Art Event #2 : Pam Cardwell talk




     I thought that the talk given by visiting artist Pam Cardwell was interesting on several fronts. I really liked how she explained her process as working like a writer or novelist in that she starts her works with lots of details, from whatever source she is working from, and then begins to refine them and abstract them. I also thought her talk was interesting in that she explained her interest in the work of Gorky and how she was first exposed to his work when on a field trip when she was very young. Cardwell then explained how she taught and lived in Turkey from 1998-2004, during that time she traveled in Armenia and Georgia where she looked at Armenian illuminated manuscripts and monasteries. She elaborated on what she loved most about these sites by describing how she looked to the frescoes in Georgian churches by loving the “massive scale and vibrant colors” and the faded images from the churches.

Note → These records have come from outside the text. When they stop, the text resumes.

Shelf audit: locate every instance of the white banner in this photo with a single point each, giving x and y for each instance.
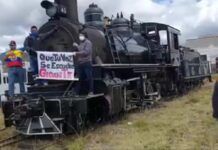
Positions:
(56, 65)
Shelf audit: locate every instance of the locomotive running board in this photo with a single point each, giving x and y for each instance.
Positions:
(42, 125)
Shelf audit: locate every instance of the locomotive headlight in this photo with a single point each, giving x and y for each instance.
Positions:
(52, 11)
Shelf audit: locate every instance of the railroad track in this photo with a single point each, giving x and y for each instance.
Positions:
(11, 140)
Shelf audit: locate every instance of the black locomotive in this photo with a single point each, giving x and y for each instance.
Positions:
(134, 65)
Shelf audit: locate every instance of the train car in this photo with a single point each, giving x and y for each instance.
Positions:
(134, 65)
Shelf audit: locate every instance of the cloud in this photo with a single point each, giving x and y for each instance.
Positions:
(193, 17)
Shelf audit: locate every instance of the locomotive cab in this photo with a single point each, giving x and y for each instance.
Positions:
(163, 42)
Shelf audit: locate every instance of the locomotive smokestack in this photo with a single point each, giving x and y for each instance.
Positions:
(72, 9)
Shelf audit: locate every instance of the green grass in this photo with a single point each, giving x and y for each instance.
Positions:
(183, 124)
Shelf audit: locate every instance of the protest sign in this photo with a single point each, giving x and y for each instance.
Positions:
(56, 65)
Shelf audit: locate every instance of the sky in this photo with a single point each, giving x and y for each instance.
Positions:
(195, 18)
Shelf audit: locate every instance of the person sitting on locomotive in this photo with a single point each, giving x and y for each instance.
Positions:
(14, 62)
(31, 45)
(84, 62)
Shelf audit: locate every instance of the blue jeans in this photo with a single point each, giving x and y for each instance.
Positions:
(84, 72)
(16, 74)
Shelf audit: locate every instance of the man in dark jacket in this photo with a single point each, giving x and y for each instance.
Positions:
(84, 61)
(31, 45)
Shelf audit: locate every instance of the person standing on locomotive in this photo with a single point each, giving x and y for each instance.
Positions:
(31, 45)
(14, 62)
(84, 62)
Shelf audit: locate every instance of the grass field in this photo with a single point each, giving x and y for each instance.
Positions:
(184, 123)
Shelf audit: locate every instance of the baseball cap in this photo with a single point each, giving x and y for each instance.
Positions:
(12, 43)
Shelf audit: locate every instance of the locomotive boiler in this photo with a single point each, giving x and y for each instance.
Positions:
(134, 65)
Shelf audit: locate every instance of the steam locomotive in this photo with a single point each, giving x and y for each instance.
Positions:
(134, 65)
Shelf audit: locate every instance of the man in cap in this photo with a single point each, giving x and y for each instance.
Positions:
(14, 63)
(84, 61)
(32, 45)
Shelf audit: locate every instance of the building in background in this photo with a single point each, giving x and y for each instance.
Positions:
(206, 45)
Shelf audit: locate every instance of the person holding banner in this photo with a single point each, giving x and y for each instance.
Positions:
(14, 62)
(84, 62)
(31, 45)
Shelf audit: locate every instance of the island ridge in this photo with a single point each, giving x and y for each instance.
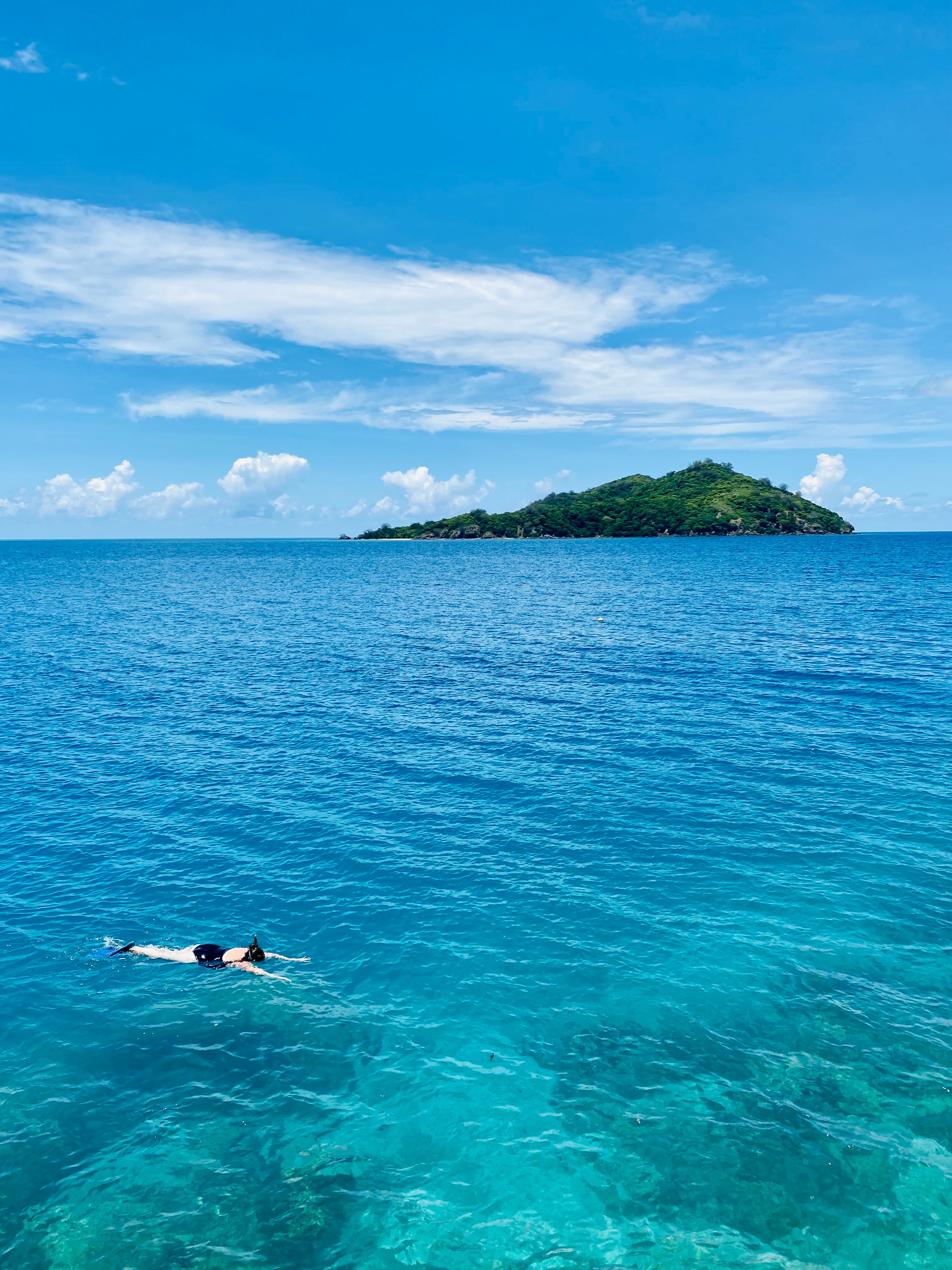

     Perhaps the first point that I picked up on, and I saw realized in the drawings she did while visiting SMCM, was her idea that she works like a “novelist.” In that she will work from imagery seen in the environment around her and her first sketches will be more “realistic” and then she will go back into her drawings with an eraser and charcoal and rearrange and rework her drawings until they were abstracted forms of the original. I feel like this idea is exactly the same mindset as what I am working with in my current project. When I say that I am referring to how my current work involves taking preexisting documents and slowly making alterations and additions to the document to remake them in a fashion that seems more “real” in accordance to my own vision. So, in a way I find that my own working process is in line with what Cardwell described in her talk simply by coincidence of a similar mindset/practice while working.
     Finally, what I think is working strongly in Cardwell’s work is that her drawings and paintings really do appear as these unique, natural “things” that your eyes have never seen before, yet also have some familiarity behind them. Looking at these images does allow the mind to start forming some connections – perhaps because I did see her studio when she was visiting, it is easy for my own mind to draw connections between these works and various natural formations (beaches, rocks, etc) and natural organisms, such as plant life. I also though that her explanation of her working process – taking in as much information as possible and then slowly letting some of it go – made her work much stronger and more relatable, as I could better understand how her mind was working through these artistic situations.